E ela diz que os Estados Unidos estão obrigados a agir para evitar
níveis perigosos de gases do efeito estufa. Agora os cientistas
dizem que qualquer coisa que eleve a temperatura global acima de 2º
C é um nível perigoso. Ele tem a autoridade de que necessita, sem
nova ratificação.
Os
relatórios recentes "Nova Economia do Clima" e "Negócio
Arriscado" parecem sinalizar uma atitude muito mais receptiva do
mundo corporativo para a questão do clima, ou pelo menos de alguns
de seus líderes mais destacados. O sr. diria que há impulso
suficiente para uma virada, em que líderes empresariais passarão a
pressionar governos para agir?
Sim.
Creio que os empresários estão à frente dos políticos. Qualquer
empresa que lide diretamente com consumidores, oferecendo produtos ou
serviços, está agora sob pressão crescente para se assegurar de
que seus clientes não mudem para competidores que tenham políticas
ambientais melhores. E esses negócios fizeram os investimentos para
se tornarem verdes estão agora pressionando os governos para que
façam mais. Vejo isso todos os dias, e está fazendo uma diferença.

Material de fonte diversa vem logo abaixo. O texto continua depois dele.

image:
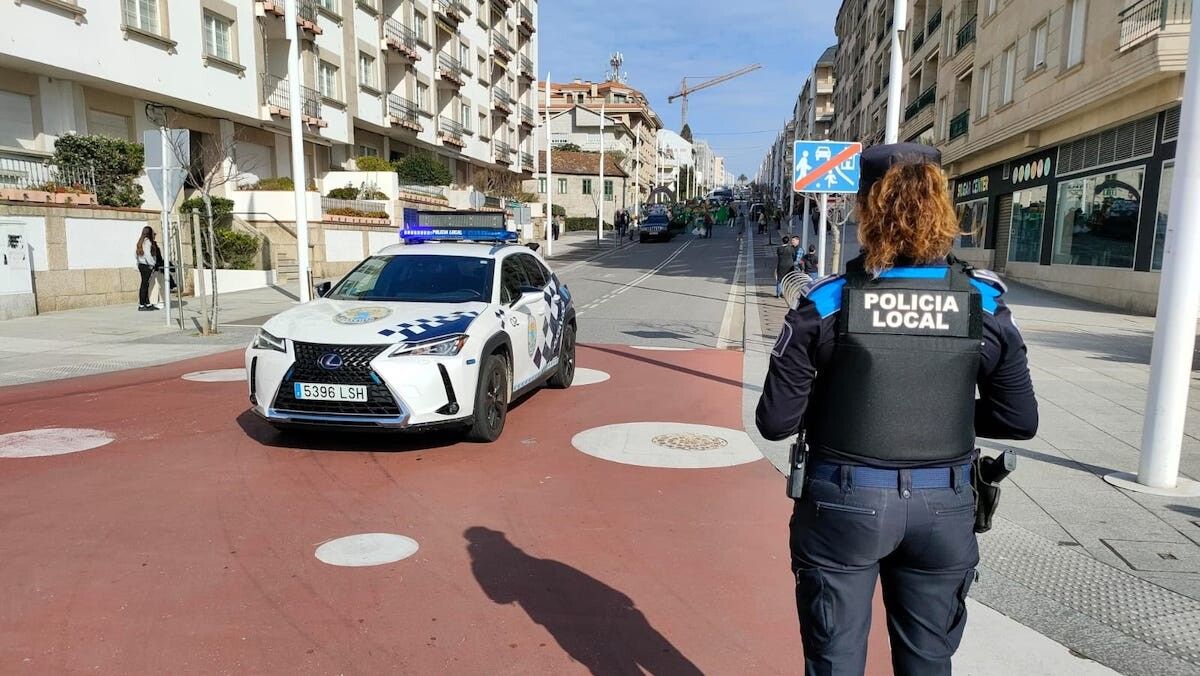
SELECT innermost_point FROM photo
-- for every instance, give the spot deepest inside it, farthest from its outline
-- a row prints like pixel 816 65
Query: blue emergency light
pixel 454 226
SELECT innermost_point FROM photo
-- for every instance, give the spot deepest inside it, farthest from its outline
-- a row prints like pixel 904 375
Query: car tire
pixel 491 400
pixel 565 374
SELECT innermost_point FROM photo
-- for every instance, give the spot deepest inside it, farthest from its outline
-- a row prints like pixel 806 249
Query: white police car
pixel 437 334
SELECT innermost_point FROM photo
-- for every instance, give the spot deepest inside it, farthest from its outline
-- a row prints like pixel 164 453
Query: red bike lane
pixel 187 544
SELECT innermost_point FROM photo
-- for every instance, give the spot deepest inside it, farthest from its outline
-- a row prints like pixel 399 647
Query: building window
pixel 217 36
pixel 1164 207
pixel 972 222
pixel 1029 216
pixel 142 15
pixel 1077 17
pixel 1009 60
pixel 984 90
pixel 1038 51
pixel 1097 219
pixel 327 79
pixel 367 75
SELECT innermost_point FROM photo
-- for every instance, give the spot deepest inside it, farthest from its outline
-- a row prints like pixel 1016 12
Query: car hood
pixel 364 322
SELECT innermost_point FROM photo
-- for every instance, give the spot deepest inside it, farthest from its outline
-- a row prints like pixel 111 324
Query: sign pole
pixel 821 237
pixel 1179 300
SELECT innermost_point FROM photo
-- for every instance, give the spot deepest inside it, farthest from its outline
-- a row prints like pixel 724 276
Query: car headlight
pixel 264 340
pixel 442 347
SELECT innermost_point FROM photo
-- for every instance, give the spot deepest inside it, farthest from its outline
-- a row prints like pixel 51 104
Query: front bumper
pixel 403 392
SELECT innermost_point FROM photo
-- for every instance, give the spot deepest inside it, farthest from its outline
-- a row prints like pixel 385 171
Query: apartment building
pixel 378 77
pixel 619 102
pixel 1057 125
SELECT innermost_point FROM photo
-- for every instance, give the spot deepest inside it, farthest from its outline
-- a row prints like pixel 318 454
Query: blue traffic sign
pixel 826 166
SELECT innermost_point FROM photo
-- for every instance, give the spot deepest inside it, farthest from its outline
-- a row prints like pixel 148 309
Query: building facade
pixel 621 102
pixel 378 77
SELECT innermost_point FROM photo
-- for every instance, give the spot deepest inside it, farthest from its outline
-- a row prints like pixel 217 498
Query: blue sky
pixel 665 40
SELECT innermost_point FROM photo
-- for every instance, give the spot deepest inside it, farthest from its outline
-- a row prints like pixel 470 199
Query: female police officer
pixel 879 370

E eles querem que essas mudanças sejam incluídas na lei para ter
certeza de que todos terão de fazer o mesmo.
Para
concluir: o sr. está otimista quanto a um acordo em Paris?
Estou
otimista. Havia um poeta americano no século 20, Wallace Stevens,
que escreveu o seguinte: "depois do último não, vem o sim, e o
futuro do mundo depende desse sim". Tivemos muitos períodos na
história do homem em que militantes pela abolição da escravatura,
pelo direito das mulheres a votar como os homens, contra o apartheid,
pelos direitos civis em meu próprio país –uma longa lista de
exemplos... Em cada um desses casos, houve momentos em que as pessoas
ficaram desencorajadas, e parecia que nunca iria acontecer. Mas,
porque era a coisa certa, aconteceu de fato. É nessa história que a
luta pelo equilíbrio do clima tem lugar. Sempre que nós, seres
humanos, nos depararmos com uma escolha clara entre o que é certo e
o que é errado, com o tempo acabaremos fazendo a coisa certa.
Estamos agora nesse ponto, e em Paris daremos o próximo passo.